Kalimantan Institute of Technology (, abbreviated as ITK) is a technological-focused public university based in Balikpapan, East Kalimantan, Indonesian.

History 
ITK was created in 2012 as part of the implementation of the Master Plan for Acceleration and Expansion on Indonesia's Economic Development (Indonesian: Masterplan Percepatan dan Perluasan Pembangunan Ekonomi Indonesia) or MP3EI. At the time, East Kalimantan had one university, Mulawarman University.

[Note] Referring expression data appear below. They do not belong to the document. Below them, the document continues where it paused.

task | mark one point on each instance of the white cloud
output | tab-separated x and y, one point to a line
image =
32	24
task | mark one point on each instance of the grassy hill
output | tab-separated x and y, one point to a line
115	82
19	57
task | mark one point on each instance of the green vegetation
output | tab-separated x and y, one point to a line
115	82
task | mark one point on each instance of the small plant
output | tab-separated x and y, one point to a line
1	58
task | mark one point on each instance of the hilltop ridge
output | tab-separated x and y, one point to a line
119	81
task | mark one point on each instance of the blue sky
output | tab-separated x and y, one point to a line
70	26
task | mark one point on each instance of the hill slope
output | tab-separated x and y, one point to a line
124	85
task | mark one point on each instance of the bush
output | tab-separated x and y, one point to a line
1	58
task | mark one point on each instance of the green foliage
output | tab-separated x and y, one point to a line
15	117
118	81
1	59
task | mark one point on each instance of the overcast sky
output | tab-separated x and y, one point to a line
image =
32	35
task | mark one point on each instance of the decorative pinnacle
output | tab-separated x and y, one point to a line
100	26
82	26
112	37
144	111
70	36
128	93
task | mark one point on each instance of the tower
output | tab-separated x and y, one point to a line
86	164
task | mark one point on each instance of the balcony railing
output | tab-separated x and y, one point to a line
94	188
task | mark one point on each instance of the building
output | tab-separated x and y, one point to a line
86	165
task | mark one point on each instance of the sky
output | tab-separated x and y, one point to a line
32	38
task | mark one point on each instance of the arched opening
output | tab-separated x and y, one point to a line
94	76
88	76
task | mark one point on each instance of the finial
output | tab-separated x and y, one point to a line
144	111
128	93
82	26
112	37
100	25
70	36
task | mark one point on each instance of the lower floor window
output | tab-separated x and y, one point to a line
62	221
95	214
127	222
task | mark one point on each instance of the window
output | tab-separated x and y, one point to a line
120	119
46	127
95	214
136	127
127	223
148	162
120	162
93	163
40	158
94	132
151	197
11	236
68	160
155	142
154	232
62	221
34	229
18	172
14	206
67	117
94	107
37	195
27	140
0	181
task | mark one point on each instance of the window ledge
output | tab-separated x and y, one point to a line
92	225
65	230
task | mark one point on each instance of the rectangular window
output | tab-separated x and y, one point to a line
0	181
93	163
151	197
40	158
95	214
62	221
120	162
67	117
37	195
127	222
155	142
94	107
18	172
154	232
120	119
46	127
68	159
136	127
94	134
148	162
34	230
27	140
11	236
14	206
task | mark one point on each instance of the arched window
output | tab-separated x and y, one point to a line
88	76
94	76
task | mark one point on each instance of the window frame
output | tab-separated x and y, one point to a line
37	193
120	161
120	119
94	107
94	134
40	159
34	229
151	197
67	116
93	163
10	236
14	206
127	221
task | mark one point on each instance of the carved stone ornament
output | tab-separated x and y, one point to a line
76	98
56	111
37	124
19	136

ITK started collaborating with Sepuluh Nopember Institute of Technology with the latter also providing ITK’s first campuses until 2015. Despite that, ITK had already started accepting students in 2012, with 100 students from East Kalimantan exclusively as its first-year batch. Originally, only five majors were available to the students: Electrical Engineering, Machine Engineering, Naval Engineering, Chemical Engineering, and Civil Engineering. By 2013, the number of majors available increased, and ITK started accepting students from outside East Kalimantan. In 2014, ITK officially became a public university (Indonesian: Perguruan Tinggi Negeri), and by 2015, ITK started operating from its Balikpapan campus.

Logo and philosophy 
The logo of the university consists of two aspects, each with their own meaning:

 Two hornbills, referring to balance and consistency in creating a generation of achieving students that can contribute to society.
 Two hands holding an opened book, referring to the importance of scientific knowledge.

Academics

Faculties 
ITK has a total of 21 programs across five faculties and all of them at the undergraduate level:

Faculty of Mathematics and Information Technology 

 Mathematics
 Informatics
 Information Systems
 Actuarial Science
 Statistics

Faculty of Science, Food, and Maritime Technology 

 Physics
 Ocean Engineering
 Naval Engineering
 Food Technology

Faculty of Industrial Technology and Processes 

 Machine Engineering
 Electrical Engineering
 Chemical Engineering
 Industrial Engineering

Faculty of Civil Engineering and Planning 

 Civil Engineering
 Urban Planning
 Architecture

Faculty of Earth Science and Environment 

 Environmental Engineering
 Material and Metallurgy Engineering

Ranking 
According to Webometrics’ 2021 report, ITK is ranked at 292 amongst all university in Indonesia.